Glass

Scientists discover flexible alumina glass

Alumina glass bends rather than breaking

A Finnish researcher may have discovered a method for producing glass with alumina that is far more flexible than conventional glass, a report in aluminiuminsider.com said.

According to research published by Erkka Frankberg at Tampere University in Finland, conventional glass has not found a wider range of applications due to its highly brittle nature. Conventional glass is formed by rigid tetrahedral structures that tend to propagate sharp cracks. Because the silicates in traditional glass have no effective way to dissipate force, the force applied to it finds weaknesses in the glass, ultimately leading to failure and shattering it.

Frankberg and her colleagues realised that the key to making glass stronger would be to blunt the tips in the glass as they crack, making the glass more ductile and resistant to breaking under force. This led them to produce a new type of glass using aluminium oxide (alumina) in place of silicon oxide (silica).

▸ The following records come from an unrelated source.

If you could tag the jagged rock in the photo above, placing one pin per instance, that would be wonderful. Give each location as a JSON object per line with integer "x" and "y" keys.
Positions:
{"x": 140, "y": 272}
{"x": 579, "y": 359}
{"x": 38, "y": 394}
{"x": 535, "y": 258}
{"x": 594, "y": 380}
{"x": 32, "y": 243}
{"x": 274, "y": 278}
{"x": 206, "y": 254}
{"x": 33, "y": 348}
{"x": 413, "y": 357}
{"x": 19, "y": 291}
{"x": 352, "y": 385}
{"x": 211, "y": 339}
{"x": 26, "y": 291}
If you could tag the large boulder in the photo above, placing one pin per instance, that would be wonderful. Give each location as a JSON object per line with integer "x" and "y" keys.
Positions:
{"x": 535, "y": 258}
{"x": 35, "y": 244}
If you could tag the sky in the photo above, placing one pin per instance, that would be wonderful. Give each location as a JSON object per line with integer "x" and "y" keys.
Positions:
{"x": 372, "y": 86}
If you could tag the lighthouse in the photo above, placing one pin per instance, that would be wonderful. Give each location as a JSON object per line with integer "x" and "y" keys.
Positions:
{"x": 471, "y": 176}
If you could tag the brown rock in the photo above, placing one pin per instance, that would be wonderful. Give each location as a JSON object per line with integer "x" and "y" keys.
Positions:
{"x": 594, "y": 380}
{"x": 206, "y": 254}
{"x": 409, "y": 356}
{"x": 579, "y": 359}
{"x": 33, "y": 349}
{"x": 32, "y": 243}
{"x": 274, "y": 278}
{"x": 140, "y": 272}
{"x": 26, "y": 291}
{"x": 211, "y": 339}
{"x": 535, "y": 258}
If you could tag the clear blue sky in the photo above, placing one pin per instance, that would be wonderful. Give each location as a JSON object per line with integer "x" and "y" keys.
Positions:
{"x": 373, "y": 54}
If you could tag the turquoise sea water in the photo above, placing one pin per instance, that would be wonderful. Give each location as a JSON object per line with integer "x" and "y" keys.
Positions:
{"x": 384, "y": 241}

Per the researchers, the new glass made with alumina (amorphous alumina) consists as a crystalline form that can be irreversibly deformed at typical room temperatures, making it difficult to manipulate.

However, experiments with amorphous alumina showed that its molecular bonds were 25 times more likely to reform after breaking than those in silica glass. Not only does it make alumina glass more impact resistant, it allows the molecules to direct the stress through ductile channels, blunting any cracks made in the process.

As a result, the alumina glass is able to handle higher strains than silica glass and can be stretched by up to 100 per cent of its elongated length.

Frankberg tempered the discovery’s excitement by saying the tests were made upon defect-free amorphous alumina, which is likely commercially impossible with current technology and practices. Nevertheless, she says this is research that may help to lay the groundwork for scientific inquiries into a variety of oxide glasses in the future.